Configuring the SIM900 for SMS Messaging on a Desktop
Here, we also need to comment or remove RPi specific lines and add the appropriate code to open the COM serial port of a Windows desktop in the Python script – which must be written to configure the SMS settings on the Raspberry Pi.
import series
import operating system, time
#import RPi.GPIO as GPIO
#GPIO.setmode(GPIO.BOARD)
#port = serial.Serial(“/dev/ttyS0”, baud rate=9600, timeout=1)
port = serial.Serial (“COM22”, baud rate = 9600, timeout = 1)
port.write(b'AT\r')
rcv = port.read(10)
print (rcv)
hour.sleep(1)
port.write(b”ATE0\r”)
rcv = port.read(10)
print (rcv)
hour.sleep(1)
port.write(b'AT+CNMI=1,1,0,0,0\r')
rcv = port.read(30)
print (rcv)
hour.sleep(1)
port.write(b'AT+CPMS=”SM”,”SM”,”SM”\r')
rcv = port.read(30)
print (rcv)
hour.sleep(1)
port.write(b'AT+CSAS\r')
rcv = port.read(30)
print (rcv)
hour.sleep(10)
port.write(b'AT+CMGDA=”DEL ALL”\r')
rcv = port.read(30)
print (rcv)
hour.sleep(1)
port.write(b'AT+CPMS=”SM”,”SM”,”SM”\r')
rcv = port.read(30)
print (rcv)
hour.sleep(1)
The result:
Of the result codes received from the modem, a maximum of 25 messages can be stored on the SIM card. In this case, there were already two messages stored in it.
After deleting all current messages during configuration, 0 is used in the SMS memory locations.
Sending SMS from a desktop computer
Again, comment out or remove the RPi-specific lines.

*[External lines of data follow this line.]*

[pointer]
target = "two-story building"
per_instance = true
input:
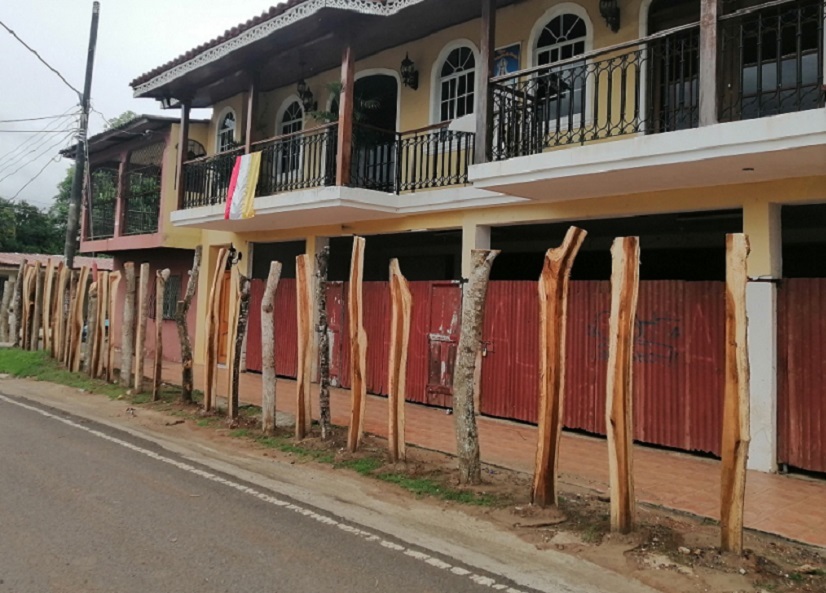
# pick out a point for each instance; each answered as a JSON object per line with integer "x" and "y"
{"x": 432, "y": 127}
{"x": 130, "y": 193}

Add suitable code to open Windows desktop serial COM port in Python script which is written to send SMS messages from Raspberry Pi.
import series
import operating system, time
#import RPi.GPIO as GPIO
#GPIO.setmode(GPIO.BOARD)
#port = serial.Serial(“/dev/ttyS0”, baud rate=9600, timeout=1)

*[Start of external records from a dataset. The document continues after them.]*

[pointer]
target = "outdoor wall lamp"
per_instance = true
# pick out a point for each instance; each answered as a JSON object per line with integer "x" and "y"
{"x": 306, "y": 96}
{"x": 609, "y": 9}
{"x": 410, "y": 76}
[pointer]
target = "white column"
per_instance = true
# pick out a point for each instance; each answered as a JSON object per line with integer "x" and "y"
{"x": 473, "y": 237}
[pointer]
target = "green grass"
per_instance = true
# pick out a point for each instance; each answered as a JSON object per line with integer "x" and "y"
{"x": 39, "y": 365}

port = serial.Serial (“COM22”, baud rate = 9600, timeout = 1)
port.write(b'AT\r')
rcv = port.read(10)
print (rcv)
hour.sleep(1)
port.write(b”AT+CMGF=1\r”)
print(“Text Mode Enabled…”)
sleeptime(3)
port.write(b'AT+CMGS=”9166873301″\r')
msg = “SIM900A test message…”
print(“sending message….”)
sleeptime(3)
port.reset_output_buffer
hour.sleep(1)
port.write(str.encode(msg+chr(26)))
sleeptime(3)
print(“message sent…”)
The result:
Receiving SMS on a desktop computer
You also need to comment or remove RPi-specific lines here. Add code to open Windows desktop serial COM port in Python script, which is written to receive SMS on Raspberry Pi.
import series
import operating system, time
#import RPi.GPIO as GPIO
#GPIO.setmode(GPIO.BOARD)
#port = serial.Serial(“/dev/ttyS0”, baud rate=9600, timeout=1)
port = serial.Serial (“COM22”, baud rate = 9600, timeout = 1)
port.write(b'AT\r')
rcv = port.read(10)
print (rcv)
hour.sleep(1)
port.write(b”ATE0\r”)
rcv = port.read(10)
print (rcv)
hour.sleep(1)
port.write(b”AT+CMGF=1\r”)
rcv = port.read(10)
print (rcv)
hour.sleep(1)
print(“Text Mode Enabled…”)
hour.sleep(1)
port.write(b'AT+CPMS=”SM”,”SM”,”SM”\r')
rcv = port.read(30)
print (rcv)
hour.sleep(1)
port.write(b'AT+CMGR=1\r')
rcv = port.read(100)
print (rcv)
hour.sleep(1)
port.write(b'AT+CMGL=”ALL”\r')
rcv = port.read(300)
print (rcv)
hour.sleep(1)
The result :
Note: Received SMS messages are stored on SIM card, so we are passing commands to read these messages from SIM card memory locations.
Now you can connect a SIM900 GSM-GPRS modem with Raspberry Pi and any desktop system. This includes making and receiving calls and sending and receiving SMS messages.
In the next tutorial, we will learn how to interface a GPS modem with Raspberry Pi and a desktop computer.